Gözyaşı

271 37 11
                                    

Omuzumun üzerinden bir kere daha boş sokağa baktım. Enesin peşimden gelmesini istemiyordum. 5-6 kişiden soruşturduğum kadarıyla adresin yazılı olduğu elime tekrar baktım ve sokağı bulmaya çalıştım.

Doğru sokağı bulduğumda evi aramaya başlamıştım. Tüm sokak aynı evlerden oluşuyordu. İki katlı villa tarzı evler belirli bir düzen içinde dizilmişti.

Sokak sabahın ilk ışıklarınında yollara vurmasıyla garip bir şekilde sakin ve huzurlu görünüyordu.

Huzur kelimesinin aklıma hemen Tahayı getirmesiyle gözümde oluşan yaşı sildim. Bu kadar çabuk teslim olmayı hiç sevmiyordum ama karşı koyabilecek birşeyim yoktu.

Aradığım evi bulduğumda sessizce bahçe kapısından geçtim. Zili çalmadan önce burnumu son kez çektim ve titrek parmaklarımla zili çaldım.

Buraya gelmiştim çünkü bunu bana neden yaptığını soracaktım. Niye bunları yaşattığını.

Kapıyı hizmetli olduğu belli olan bir kadın açtı. "Kimi aramıştınız?"

"Tahayla görüşeceğim" dedim.

"Taha bey burada değil" dedi kadın. O sırada evin içinde bir hareketlilik oldu ve biri merdivenlerden inip kapıya doğru gelmeye başladı.

"Nerede?" Diye sordum.

"İtalyada" diyerek bir cevap aldım ama bu cevabı hizmetli kadın değil daha yeni merdivenlerden inen, bu saatte bile saçları yapılmış ve giyimi oldukça düzgün olan kadın yanıtlamıştı.

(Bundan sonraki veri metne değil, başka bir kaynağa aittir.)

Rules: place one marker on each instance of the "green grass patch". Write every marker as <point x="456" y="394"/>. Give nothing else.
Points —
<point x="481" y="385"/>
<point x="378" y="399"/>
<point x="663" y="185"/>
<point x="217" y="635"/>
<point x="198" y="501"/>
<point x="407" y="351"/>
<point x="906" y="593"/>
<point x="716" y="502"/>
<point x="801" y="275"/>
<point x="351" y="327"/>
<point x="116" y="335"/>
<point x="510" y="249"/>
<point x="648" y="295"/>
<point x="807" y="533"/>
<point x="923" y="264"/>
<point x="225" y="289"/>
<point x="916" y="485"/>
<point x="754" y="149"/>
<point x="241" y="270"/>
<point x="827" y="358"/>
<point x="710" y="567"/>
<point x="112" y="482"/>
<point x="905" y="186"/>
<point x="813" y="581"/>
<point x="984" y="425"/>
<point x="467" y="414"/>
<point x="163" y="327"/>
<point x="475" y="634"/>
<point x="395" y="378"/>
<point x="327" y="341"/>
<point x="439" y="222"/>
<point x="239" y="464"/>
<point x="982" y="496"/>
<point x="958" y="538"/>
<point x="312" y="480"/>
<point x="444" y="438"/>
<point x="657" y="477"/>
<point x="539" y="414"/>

"Ne?" Diyerek titrek sesimle bir soru sordum. İtalyada neyin nesiydi?

"Duyduğun gibi. Bundan sonra eğitimine orada devam edecek" dediklerinden Tahayı ne kadar önemsediklerini anlayabilmiştim. Kadının sesindeki  otoritesi bile annelik kavramını aşacak derecedeydi.

Kulaklarım bunu algılamak istemesede beynimde cümleler dönmeye başlamıştı bile. Son iki gündür hissettiğim kırgınlık,kızgınlık ve acıyı tarif edemezdim.

"Anladım" diye mırıldandım ama sesim o kadar az çıkmıştı ki duyduklarını sanmıyordum. Tahanın anneside içeri girdikten sonra görevli kadın bir süre daha cevap vermem için bekledi.

Gözlerim dolduğunda görmemesi için arkamı döndüm. O sırada da kapı ardımdan kapatıldı.

Yürüyüp bahçenin dışına çıktım ve bahçeyi çevreleyen duvarın hemen önüne oturdum. Aslında gözyaşlarından birşey göremediğimden yığıldımda diyebilirdim.

Orada ne kadar bekledim ne kadar ağladım bilmiyordum ama bilindik bir araba önümde durduğunda güneş tamamen doğmuştu.

Kafamı kaldırma gereksiniminde bulunmadım çünkü gelen Enesten başkası olamazdı. İki gündür beni hiç yalnız bırakmamıştı. Eve bile gelmişti. Babamla sohbete geldiğini söylüyordu ama bunun koca bir yalan olduğunu ikimizde biliyorduk.

Önümde diz çöktü. Elini saçımda gezdirdikten sonra başımı kaldırmam için hafifçe baskı uyguladı.

Başımı kaldırıp ona baktığımda "neden geldin?" Diye sordum.

"Daha fazla ağlamanı istemiyorum" dedi.

Bir süre daha baktıktan sonra dayanamadım ve 2 gündür sıkça yaptığım şeyi tekrar edip kollarımı boynuna doladım ve kafamıda boynunun girintisine yerleştirdim.

Enesin kolları ise hemen sarmalanmıştı bana.

Sarılmamız bittiğinde enes geri çekildi ve çömeldiği yerden kalkıp yanıma oturdu.